‘We’re going backwards’
CT mom who chose to keep baby at 16 is furious that Roe could be overturned
SHERMAN — When Kristen Vogt got pregnant at the age of 16, she said she was fortunate.
“I was lucky I had the support system that allowed me to continue to thrive. I had a mom who supported me and I was able to get through high school. I was never on my own,” said Vogt, a Sherman resident who is now 39.
Yet, when she read about the possibility of the overturn of Roe v. Wade — the 1973 decision that legalized abortion in the United States, it hit “like a ton of bricks,” she said.

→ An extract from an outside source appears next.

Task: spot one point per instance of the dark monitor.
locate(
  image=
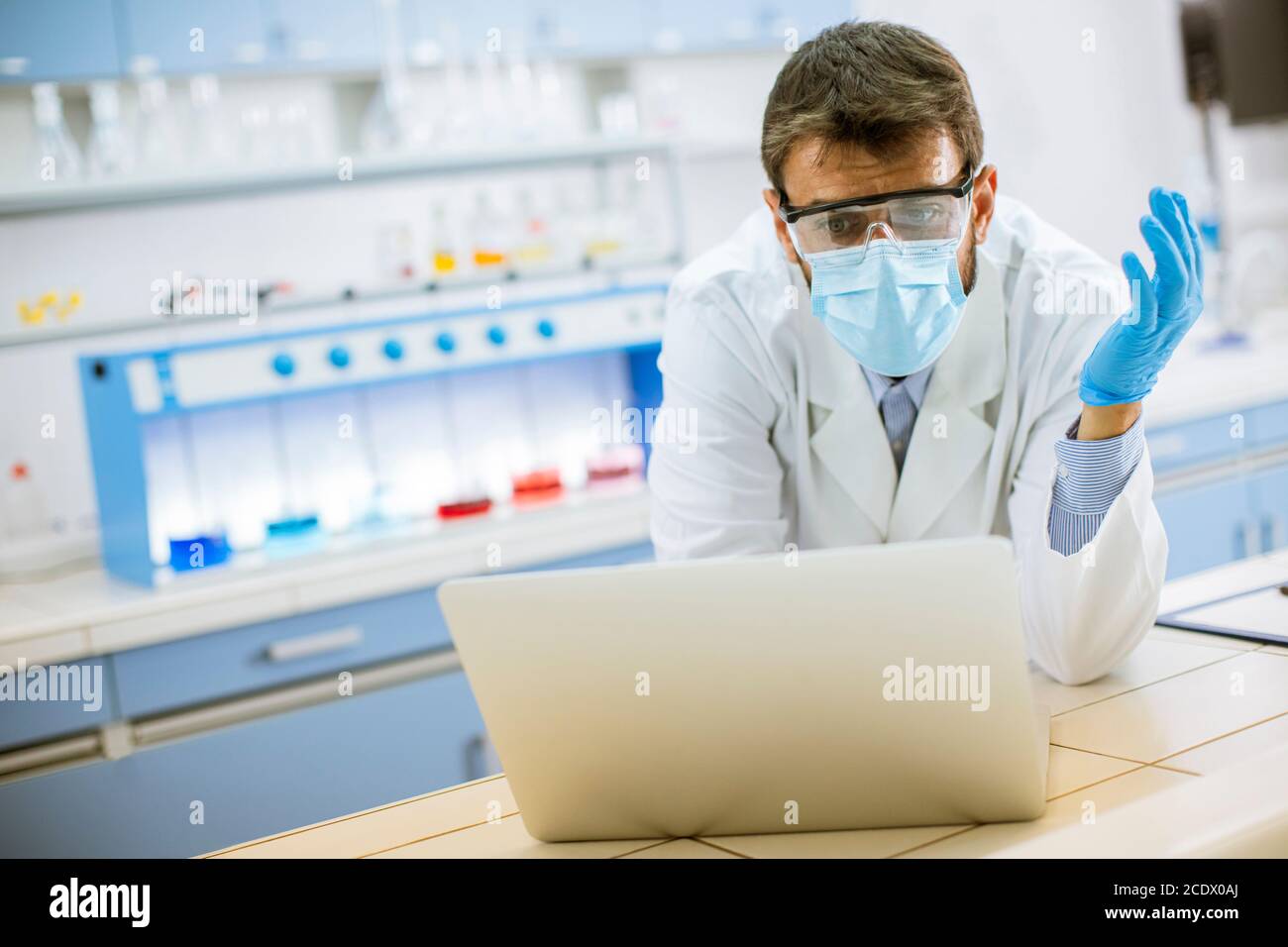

It took her back in time more than two decades — to when she was pregnant while in her junior year at New Milford High School.
“I left high school halfway through my junior year. I would work during the day,” said Vogt, who grew up in New Milford. She chose to keep her baby because her mother assured her that she would help and doesn't regret it.
She took a job as a bank teller at the First National Bank of Litchfield and was given the chance to earn her high school diploma at night through the New Milford Adult Education program.
“My daughter would go to child care at the high school while I went to my classes,” she said. “It took about two years for me to complete the program.”
Her younger siblings also helped, while her great aunt bought her her first car. She relied on the Women, Infants and Children assistance program, as well as another state program that helped with the cost of child care.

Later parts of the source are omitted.